Vous écrivez en tête du préambule de votre constitution : " En présence de Dieu", et vous commenceriez par lui dérober, à ce Dieu, ce droit qui n'appartient qu'à lui, le droit de vie et de mort !

(Très bien ! très bien !)

Messieurs, il y a trois choses qui sont à Dieu et qui n'appartiennent pas à l'homme : l'irrévocable, l'irréparable, l’indissoluble. Malheur à l'homme s'il les introduit dans ses lois !

(Mouvement.)

Tôt ou tard elles font plier la société sous leur poids, elles dérangent l'équilibre nécessaire des lois et des mœurs, elles ôtent à la justice humaine ses propositions; et alors il arrive ceci, réfléchissez v, messieurs, que la loi épouvante la conscience.

(Sensation.)

Je suis monté à cette tribune pour vous dire un seul mot, un mot décisif, selon moi; ce mot, le voici.

(Écoutez ! écoutez !)

Après Février, le peuple eut une grande pensée : le lendemain du jour où il avait brûlé le trône, il voulut brûler l'échafaud.

(Très bien ! – D’autres voix : très mal !)

Ceux qui agissaient sur son esprit alors ne furent pas, je le regrette profondément, à la hauteur de son grand cœur.

(A gauche : très bien !)

On l'empêcha d'exécuter cette idée sublime.

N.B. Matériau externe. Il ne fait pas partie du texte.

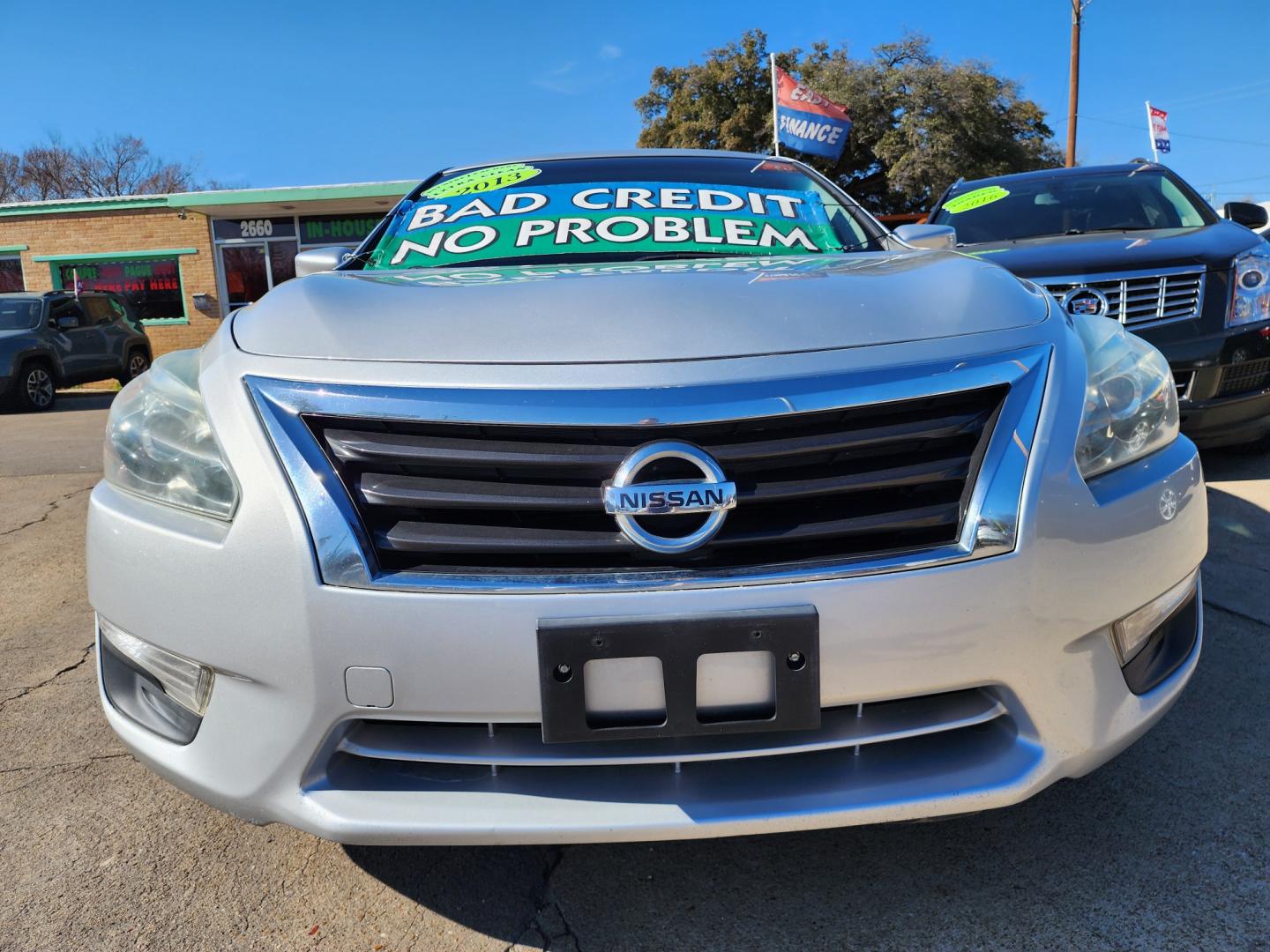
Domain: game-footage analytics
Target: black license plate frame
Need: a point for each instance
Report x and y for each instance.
(791, 635)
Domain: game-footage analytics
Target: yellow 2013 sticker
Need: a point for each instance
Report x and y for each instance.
(484, 181)
(975, 199)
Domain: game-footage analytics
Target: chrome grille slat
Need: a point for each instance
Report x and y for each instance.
(521, 746)
(1140, 300)
(1244, 377)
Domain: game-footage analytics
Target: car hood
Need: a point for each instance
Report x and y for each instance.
(635, 312)
(1076, 256)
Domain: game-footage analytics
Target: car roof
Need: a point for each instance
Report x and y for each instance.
(625, 153)
(1048, 173)
(54, 294)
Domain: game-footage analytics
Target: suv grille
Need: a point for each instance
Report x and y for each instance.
(1145, 300)
(487, 498)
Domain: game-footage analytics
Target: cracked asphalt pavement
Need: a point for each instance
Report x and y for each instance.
(1166, 847)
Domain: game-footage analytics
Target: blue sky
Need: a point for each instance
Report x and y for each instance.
(265, 94)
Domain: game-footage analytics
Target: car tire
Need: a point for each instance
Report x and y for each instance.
(136, 363)
(1258, 446)
(36, 390)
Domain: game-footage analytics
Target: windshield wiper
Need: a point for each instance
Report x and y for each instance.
(1095, 231)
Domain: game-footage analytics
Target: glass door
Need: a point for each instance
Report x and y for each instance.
(247, 276)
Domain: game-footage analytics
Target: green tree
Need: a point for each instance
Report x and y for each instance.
(918, 121)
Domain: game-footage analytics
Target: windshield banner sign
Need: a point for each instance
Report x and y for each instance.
(649, 217)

Eh bien ! Dans le premier article de la constitution que vous votez, vous venez de consacrer la première pensée du peuple: vous avez renversé le trône. Maintenant consacrez l'autre: renverser l'échafaud !

(Applaudissements à gauche. Protestations à droite.)

Je vote l'abolition pure, simple et définitive de la peine de mort.